The effect is sufficient to maintain your body at the same negatively charged electrical potential as the Earth. This simple process is called "grounding" or "earthing," and its effect is one of the most potent antioxidants we know of. Grounding has been shown to relieve pain, reduce inflammation, improve sleep, enhance wellbeing, and much, much more. When you wear rubber- or plastic-soled shoes, however, you are effectively shielding yourself from this beneficial influx of electrons from the Earth.

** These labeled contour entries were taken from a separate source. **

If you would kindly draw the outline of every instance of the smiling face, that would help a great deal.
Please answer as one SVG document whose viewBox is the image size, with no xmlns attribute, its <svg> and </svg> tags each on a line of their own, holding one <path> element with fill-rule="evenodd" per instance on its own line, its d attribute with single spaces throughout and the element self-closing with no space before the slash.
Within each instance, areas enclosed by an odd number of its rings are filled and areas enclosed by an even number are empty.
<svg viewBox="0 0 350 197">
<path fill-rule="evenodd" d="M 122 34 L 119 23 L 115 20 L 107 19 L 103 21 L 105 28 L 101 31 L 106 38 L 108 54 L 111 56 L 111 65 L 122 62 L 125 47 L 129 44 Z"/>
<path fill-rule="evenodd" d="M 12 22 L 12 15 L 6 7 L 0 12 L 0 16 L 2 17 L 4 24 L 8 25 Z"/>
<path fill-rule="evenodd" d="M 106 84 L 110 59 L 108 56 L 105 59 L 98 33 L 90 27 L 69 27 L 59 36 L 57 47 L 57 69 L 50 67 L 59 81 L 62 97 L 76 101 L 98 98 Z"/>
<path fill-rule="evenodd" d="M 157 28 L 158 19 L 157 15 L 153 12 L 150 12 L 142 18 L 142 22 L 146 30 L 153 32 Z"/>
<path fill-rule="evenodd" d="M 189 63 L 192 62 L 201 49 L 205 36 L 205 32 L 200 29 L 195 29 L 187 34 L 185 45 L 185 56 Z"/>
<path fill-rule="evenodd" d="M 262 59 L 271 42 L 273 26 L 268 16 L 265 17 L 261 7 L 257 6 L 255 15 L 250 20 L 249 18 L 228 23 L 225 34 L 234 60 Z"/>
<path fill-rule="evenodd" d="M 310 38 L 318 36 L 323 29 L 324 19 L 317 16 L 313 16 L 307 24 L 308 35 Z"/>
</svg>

Simply by getting outside, barefoot, touching the Earth, and allowing the excess charge in your body to discharge into the Earth, you can alleviate some of the stress continually put on your system. Walking barefoot can help ameliorate the constant assault of electromagnetic fields and other types of radiation from cell phones, computers, and Wi-Fi. It's also thought that grounding may actually facilitate the formation of structured water in your body.
Furthermore, grounding also calms your sympathetic nervous system, which supports your heart rate variability. And, when you support heart rate variability, this promotes homeostasis, or balance, in your autonomic nervous system. This is important because anytime you improve your heart rate variability, you're improving your entire body and all its functions.
Be a Role Model to Help Your Child Spend More Time in Green Spaces
Your kids are watching your every move, and if they see you enjoying the great outdoors, they will too. Encourage your children to engage in activities that are naturally interesting to them, such as playing on the monkey bars, rollerblading, skateboarding, playing basketball with friends, or helping you in the garden. Organized sports are great, but so are spontaneous romps through mud puddles, climbing trees, and spotting frogs in a nearby creek.
Opportunities to grow and appreciate nature are everywhere, so try to encourage your child's natural curiosity and sense of exploration by identifying birds on the way to the bus stop, talking about the insects you see around your yard, or helping your child plant a small flower or vegetable garden. Above all, resist the urge to overly structure your child's outdoor time, instead encouraging natural active play, time together as a family, as well as respect and appreciation for the outdoor world.